ALAN NIVEN The record companies wanted Duran Duran. They wanted new wave. Nobody took rock ’n’ roll seriously. They thought it was passé. So if you wanted to get further you had to be self-determining. You had to have some imagination. You had to have a little bit of wheel and deal. Because that was the only way that you were going to start building your following.

GINA ZAMPARELLI I remember Blackie saying to me one night, “Uh … I have to go because I have to go get some meat.” And I was like, “This is a weird world I live in…”

CHRIS HOLMES My mom came down to a show once. We played with Warrior, right? They played after us. And my mom sat there and she goes, “Chris, these guys sound a hundred times better than you guys.” Which they did! But I go, “Mom, there’s this one thing they don’t got. The energy. We got the energy!” You know, W.A.S.P., it was raw.

BRIAN SLAGEL They were really one of the first bands to really create a big buzz in the L.A. scene, where all of a sudden record company people were paying attention to them. We were all like, “Wow, that happened really fast.”

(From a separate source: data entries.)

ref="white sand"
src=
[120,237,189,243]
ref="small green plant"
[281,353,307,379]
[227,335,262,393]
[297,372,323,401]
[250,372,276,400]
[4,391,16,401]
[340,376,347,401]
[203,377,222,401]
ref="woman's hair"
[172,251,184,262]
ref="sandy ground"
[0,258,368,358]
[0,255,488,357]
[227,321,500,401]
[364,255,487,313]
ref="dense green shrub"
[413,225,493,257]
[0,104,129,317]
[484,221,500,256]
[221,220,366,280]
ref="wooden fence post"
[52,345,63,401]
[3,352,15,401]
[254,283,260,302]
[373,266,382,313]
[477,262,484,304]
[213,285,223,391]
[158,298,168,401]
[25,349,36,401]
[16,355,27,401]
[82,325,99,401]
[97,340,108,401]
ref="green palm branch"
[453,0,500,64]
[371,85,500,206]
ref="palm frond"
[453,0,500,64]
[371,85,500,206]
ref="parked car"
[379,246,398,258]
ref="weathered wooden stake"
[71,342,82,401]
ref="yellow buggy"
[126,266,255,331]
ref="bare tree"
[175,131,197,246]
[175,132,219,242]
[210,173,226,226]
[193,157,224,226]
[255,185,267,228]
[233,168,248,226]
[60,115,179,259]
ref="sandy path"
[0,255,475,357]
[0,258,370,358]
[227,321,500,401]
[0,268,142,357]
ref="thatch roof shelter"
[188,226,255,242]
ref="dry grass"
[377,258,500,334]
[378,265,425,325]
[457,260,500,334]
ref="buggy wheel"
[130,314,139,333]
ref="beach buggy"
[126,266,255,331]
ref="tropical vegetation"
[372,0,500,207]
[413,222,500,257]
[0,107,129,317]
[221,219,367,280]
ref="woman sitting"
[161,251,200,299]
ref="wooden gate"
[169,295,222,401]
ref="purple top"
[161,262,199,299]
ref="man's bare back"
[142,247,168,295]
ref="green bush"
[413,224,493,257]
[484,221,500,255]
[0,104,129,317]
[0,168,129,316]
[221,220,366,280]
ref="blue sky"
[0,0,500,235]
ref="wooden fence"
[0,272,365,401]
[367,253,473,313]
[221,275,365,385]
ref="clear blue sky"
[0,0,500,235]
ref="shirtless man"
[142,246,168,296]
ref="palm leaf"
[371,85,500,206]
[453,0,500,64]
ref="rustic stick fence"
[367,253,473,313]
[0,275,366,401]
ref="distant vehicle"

KEVIN ESTRADA I remember walking out of the Troubadour just, like, amazed. I went to school the next day—I was in tenth grade at the time—and I was telling my friend, “W.A.S.P. were awesome! They were incredible! They’re everything you heard about!” But then I said, “I don’t think they’re ever going to get out of L.A. They’re just too crazy. Too extreme.” But you know what? Two, three years later, they were playing arenas around the country.

MIKE VARNEY I made Blackie an offer to do the band’s first record on my label, Shrapnel. And Blackie said to me, “I’m gonna wait. I believe I can get a major label deal.” Then he goes, “One day I’m gonna walk up to the Capitol Records building, my feet on the cement, look in the twelfth-story window in the A&R department, and I’m gonna say, ‘I’m Blackie Lawless. My time has come.’” Like he was King Kong or something. Which I thought was really funny. Because he ended up being on Capitol Records.